In particolare, a livello europeo, il cd. “Pacchetto economia circolare”, approvato lo scorso anno, ribadisce specifici e stringenti obiettivi in termini di riduzione nella produzione dei rifiuti, ma soprattutto fornisce importanti indicazioni per l’attuazione di uno dei pilastri dell’economia circolare: l’end of waste.
La nuova Direttiva Europea in materia di rifiuti, 851/2018/UE, infatti, chiarisce e declina le condizioni in funzione delle quali un rifiuto cessa di essere tale e, cosa che rileva ancora di più, riconosce la possibilità di adottare decisioni “caso per caso” in assenza di specifiche normative a livello europeo e nazionale.

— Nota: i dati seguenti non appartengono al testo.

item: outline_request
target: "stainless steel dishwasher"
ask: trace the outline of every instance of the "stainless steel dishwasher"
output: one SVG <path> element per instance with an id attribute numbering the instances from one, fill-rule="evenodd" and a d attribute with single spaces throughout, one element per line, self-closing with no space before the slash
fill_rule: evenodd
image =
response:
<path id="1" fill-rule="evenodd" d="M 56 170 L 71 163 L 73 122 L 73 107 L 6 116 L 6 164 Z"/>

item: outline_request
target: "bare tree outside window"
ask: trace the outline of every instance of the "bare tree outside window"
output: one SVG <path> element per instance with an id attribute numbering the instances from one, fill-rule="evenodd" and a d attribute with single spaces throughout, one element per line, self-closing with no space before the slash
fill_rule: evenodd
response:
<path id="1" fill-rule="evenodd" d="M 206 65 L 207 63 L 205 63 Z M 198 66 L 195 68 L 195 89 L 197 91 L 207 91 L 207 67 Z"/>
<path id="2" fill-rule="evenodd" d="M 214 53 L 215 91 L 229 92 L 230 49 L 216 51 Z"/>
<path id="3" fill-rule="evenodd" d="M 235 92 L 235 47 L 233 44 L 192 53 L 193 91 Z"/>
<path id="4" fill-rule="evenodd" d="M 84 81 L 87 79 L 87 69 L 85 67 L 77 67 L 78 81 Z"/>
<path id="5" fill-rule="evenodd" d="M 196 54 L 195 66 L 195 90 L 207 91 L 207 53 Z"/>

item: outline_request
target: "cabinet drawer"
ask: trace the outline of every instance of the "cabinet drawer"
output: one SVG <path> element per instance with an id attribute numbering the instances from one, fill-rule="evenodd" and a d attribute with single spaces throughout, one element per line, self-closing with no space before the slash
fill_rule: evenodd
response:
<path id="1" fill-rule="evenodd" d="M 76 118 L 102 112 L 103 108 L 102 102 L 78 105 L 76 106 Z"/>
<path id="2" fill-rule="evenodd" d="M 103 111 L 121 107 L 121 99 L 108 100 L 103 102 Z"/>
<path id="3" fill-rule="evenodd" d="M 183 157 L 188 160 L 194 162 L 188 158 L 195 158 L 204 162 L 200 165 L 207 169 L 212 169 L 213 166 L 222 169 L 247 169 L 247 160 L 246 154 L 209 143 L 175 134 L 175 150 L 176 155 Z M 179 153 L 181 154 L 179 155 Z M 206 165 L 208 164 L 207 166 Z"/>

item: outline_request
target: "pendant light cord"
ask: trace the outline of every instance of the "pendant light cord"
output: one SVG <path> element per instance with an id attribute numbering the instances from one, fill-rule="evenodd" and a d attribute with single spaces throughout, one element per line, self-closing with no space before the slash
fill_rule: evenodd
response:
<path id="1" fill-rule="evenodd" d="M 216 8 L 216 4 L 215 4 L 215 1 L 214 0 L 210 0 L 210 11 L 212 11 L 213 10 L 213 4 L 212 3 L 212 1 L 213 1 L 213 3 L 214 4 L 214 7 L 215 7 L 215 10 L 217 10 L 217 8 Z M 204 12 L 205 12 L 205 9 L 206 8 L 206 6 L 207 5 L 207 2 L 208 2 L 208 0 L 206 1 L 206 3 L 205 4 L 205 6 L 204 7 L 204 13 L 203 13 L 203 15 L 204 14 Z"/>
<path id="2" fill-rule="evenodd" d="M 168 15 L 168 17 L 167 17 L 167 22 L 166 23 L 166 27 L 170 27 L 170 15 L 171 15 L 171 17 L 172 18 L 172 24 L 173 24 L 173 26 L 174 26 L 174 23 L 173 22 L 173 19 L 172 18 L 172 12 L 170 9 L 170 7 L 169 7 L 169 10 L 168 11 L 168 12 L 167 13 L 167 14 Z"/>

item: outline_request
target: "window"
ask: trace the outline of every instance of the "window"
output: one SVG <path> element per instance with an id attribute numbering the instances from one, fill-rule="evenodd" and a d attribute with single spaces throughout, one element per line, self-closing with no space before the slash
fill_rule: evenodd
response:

Tutto ciò al fine di assicurare un uso, il più efficace ed efficiente, possibile delle risorse, garantendo la transizione ad una economia sempre più circolare.
A livello nazionale, ha ricordato, altresì, i diversi interventi normativi che si sono susseguiti, a partire dal decreto 203 del 2003 con cui era stata introdotta una modifica all'allora Codice dei rifiuti, D.Lgs. 22/1997, prevedendo che negli appalti pubblici di lavori e di servizi almeno il 30% dei materiali impegnati derivasse da processi di recupero. Per il settore delle costruzioni la circolare attuativa ministeriale giunse nel luglio 2005 e le imprese iscritte, pur a fronte delle numerose domande pervenute, furono pochissime e per alcune non ci fu nemmeno risposta. Da allora ad oggi a grandi proclami e slogan politici non hanno fatto seguito strumenti normativi in grado, davvero, di promuovere l’adozione di sistemi basati sulla circolarità delle risorse. Anzi il panorama normativo italiano, mutevole ed instabile, sembra connotarsi per una tendenza ad affrontare questioni tecniche e delicate con superficialità “normativa”, senza tenere conto della velocità a cui si muovono i settori e i procedimenti industriali con la conseguenza di ingenerare nuove e maggiori incertezze tra gli operatori, nonché alla fine di creare provvedimenti superati, inutili e complicati e quindi controproducenti.
Ha, quindi, evidenziato come il tema dell’end of waste investa, a vario modo e titolo, tutto il mondo imprenditoriale e quindi anche le imprese di costruzione, nella duplice veste di produttori di una delle categorie di rifiuti di maggior rilievo e di utilizzatori di prodotti “recuperati”.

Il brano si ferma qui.